I am working with a wiki. IMO internal links should open internal tiddlers, that contain information, that is stored locally.

If it is necessary to send the user to a 3rd party site, that external link should use the existing external link syntax as described at: https://tiddlywiki.com/#Linking%20in%20WikiText

I personally do not want to send users away from my site. I intend to keep them as long as possible. Only if there is no other way I send them away.

The advantage here is, that my wiki needs to contain enough information that it makes sense in the context I want to provide.

An other advantage is that having enough information in my own wiki, it prevents information loss because of 3rs party link rot

As I wrote — Just my thoughts.

I like this general idea. But I would argue against using url as the field name here. I think it should be something less likely to interfere with users’ current practice. I think it should start with an underscore, the way that _canonical_uri does. It would be useful if that were a convention for properties that the core might take advantage of. Perhaps _url_to_load or something else reasonably obscure.

I don’t share that sentiment at all. Sure, I want my sites to contain plenty of useful information. But I can’t hold everything that might be of interest. If I can link to something useful, all the better.

In fact, I have several wikis for my day job that are little more than organized collections of links. Each of them tries to gather 10 - 20 years of documentation for large systems. While I do a small bit of synthesis, they mostly collects links to Confluence, Sharepoint, GitHub Pages, GitLab Pages, and file shares. (And in fact, most of these tiddlers have url fields, but used somewhat differently than as suggested here.)

2 Likes

Thanks Scott and @pmario I also realise as we perhaps do with any such solution a default fieldname may activate this function but it should be configurable, dare I say even a list field allowing multiple field names to be given.

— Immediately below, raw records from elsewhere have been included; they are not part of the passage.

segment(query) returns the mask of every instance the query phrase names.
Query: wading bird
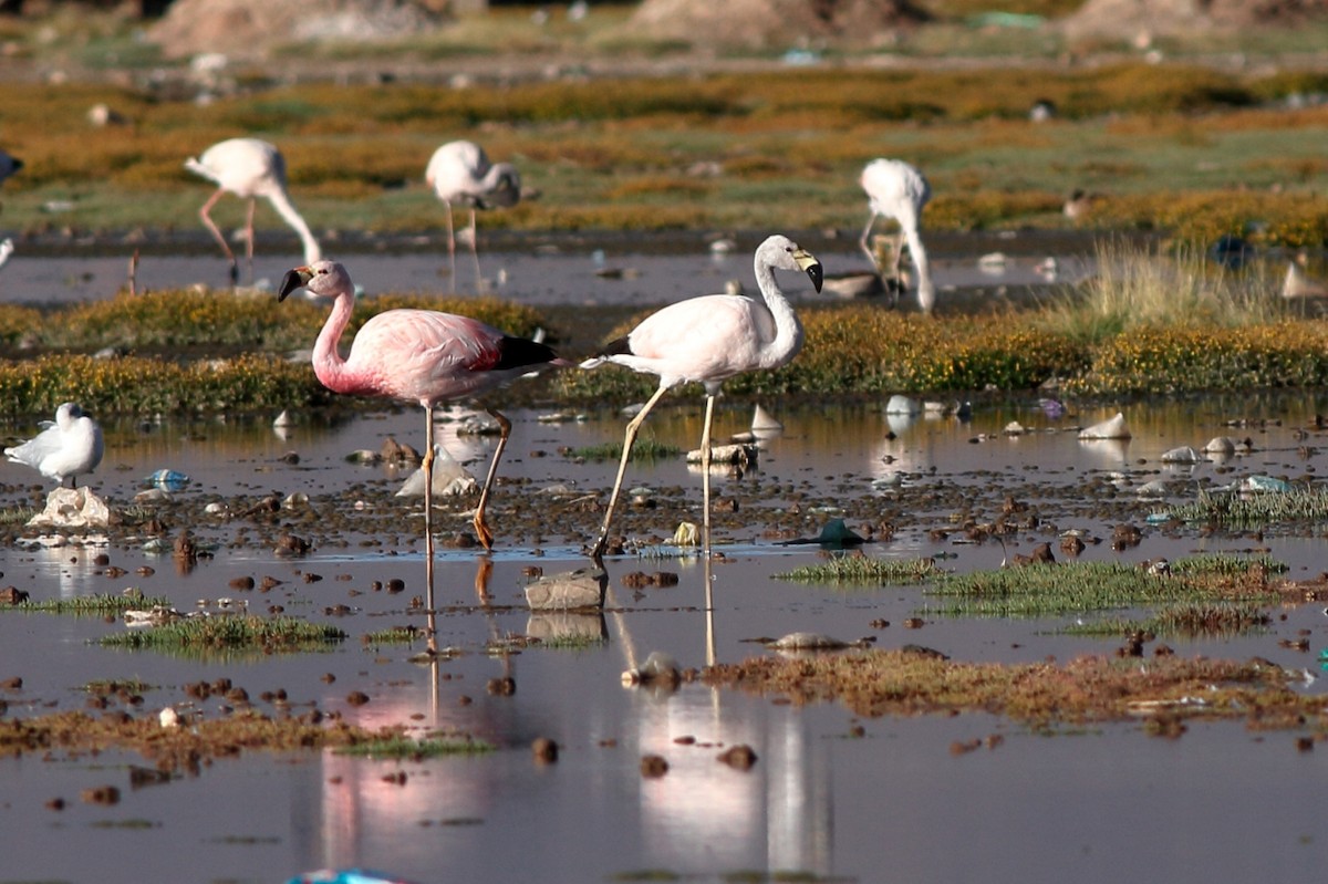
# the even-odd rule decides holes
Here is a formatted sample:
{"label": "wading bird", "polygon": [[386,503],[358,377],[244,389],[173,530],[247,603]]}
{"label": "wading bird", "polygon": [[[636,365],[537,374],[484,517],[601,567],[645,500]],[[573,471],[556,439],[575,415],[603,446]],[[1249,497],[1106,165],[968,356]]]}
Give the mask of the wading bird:
{"label": "wading bird", "polygon": [[[418,402],[425,413],[424,524],[425,548],[433,557],[433,409],[450,400],[479,397],[513,378],[547,366],[568,365],[548,346],[513,337],[479,320],[437,311],[394,309],[369,319],[351,341],[351,354],[337,352],[337,341],[355,309],[355,285],[345,268],[329,260],[296,267],[282,280],[278,300],[297,288],[315,297],[332,299],[332,313],[313,345],[313,373],[323,386],[349,396],[377,396]],[[485,406],[502,430],[474,526],[485,548],[493,548],[493,531],[485,522],[485,506],[511,421]]]}
{"label": "wading bird", "polygon": [[871,216],[862,231],[859,244],[867,254],[871,265],[876,265],[876,255],[871,250],[871,227],[876,216],[892,218],[899,223],[899,234],[894,246],[894,276],[899,277],[899,261],[903,258],[904,240],[908,240],[908,254],[918,267],[918,304],[923,313],[931,313],[936,304],[936,289],[931,281],[931,265],[927,263],[927,250],[922,244],[922,210],[931,199],[931,186],[923,174],[899,159],[872,159],[862,170],[859,178],[867,191]]}
{"label": "wading bird", "polygon": [[671,388],[687,381],[705,386],[705,423],[701,430],[701,496],[704,500],[705,552],[710,548],[710,421],[714,397],[728,378],[742,372],[773,370],[785,365],[802,349],[802,323],[789,304],[774,271],[803,271],[821,291],[821,261],[786,236],[770,236],[756,250],[756,281],[761,299],[745,295],[705,295],[671,304],[652,313],[627,337],[608,344],[604,350],[582,362],[596,368],[616,362],[645,374],[657,374],[659,389],[627,423],[623,457],[618,478],[608,498],[608,511],[592,557],[604,553],[614,508],[623,487],[627,461],[636,431],[645,422],[655,404]]}
{"label": "wading bird", "polygon": [[5,449],[4,455],[24,463],[48,479],[76,487],[76,478],[92,473],[101,463],[105,446],[101,427],[73,402],[56,409],[54,421],[42,421],[45,429],[23,445]]}
{"label": "wading bird", "polygon": [[475,247],[475,210],[515,206],[521,200],[521,175],[511,163],[490,163],[483,147],[473,141],[452,141],[433,151],[425,182],[448,207],[448,260],[452,263],[452,291],[457,291],[457,235],[452,204],[470,208],[470,255],[475,260],[475,287],[479,285],[479,251]]}
{"label": "wading bird", "polygon": [[251,279],[254,276],[254,210],[259,196],[266,196],[272,203],[272,208],[300,236],[300,242],[304,244],[305,264],[312,264],[323,256],[317,240],[309,232],[309,226],[304,223],[291,203],[291,196],[286,190],[286,158],[274,145],[258,138],[220,141],[205,150],[198,159],[193,157],[186,159],[185,169],[216,184],[216,192],[203,203],[198,214],[231,263],[232,285],[239,281],[235,252],[226,243],[222,231],[212,223],[210,214],[222,194],[235,194],[250,203],[248,219],[244,223],[244,250]]}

@pmario Scott has explained my view on this nicely. Remember this will be a feature someone has to choose, and there is no reason why we can’t permit a method such as ctrl-click that will open the tiddler rather than follow the link. My intention is to open in new tab, so the wiki remains open.

I also think the fact it is an external link should be indicated eg blue underline or an icon that provides information on mouse over. The key here is allowing any link in the wiki that exists in a tiddler with the nominated field but only these links.

However like your example Mario I would avoid links away on a website for naive users, but use them thoroughly on my own wikis and resource websites. I would call these one click external links.

May be I should use a more descriptive field name by default such as _external_link, then provide some features to bring this forward when tiddlers are in the story, search tool within tiddlers containing the fieldname, and list items.

To be investigated;
What if one could have N external links in one tiddler, thus a drop down to select a specific one or the original tiddler. This will then be a two click solution.

I do have such a need. When I see an article worth collecting, I usually save it to my own TiddlyWiki, so I usually save an online link URL field, which I put on the subtitle to display it for easy click.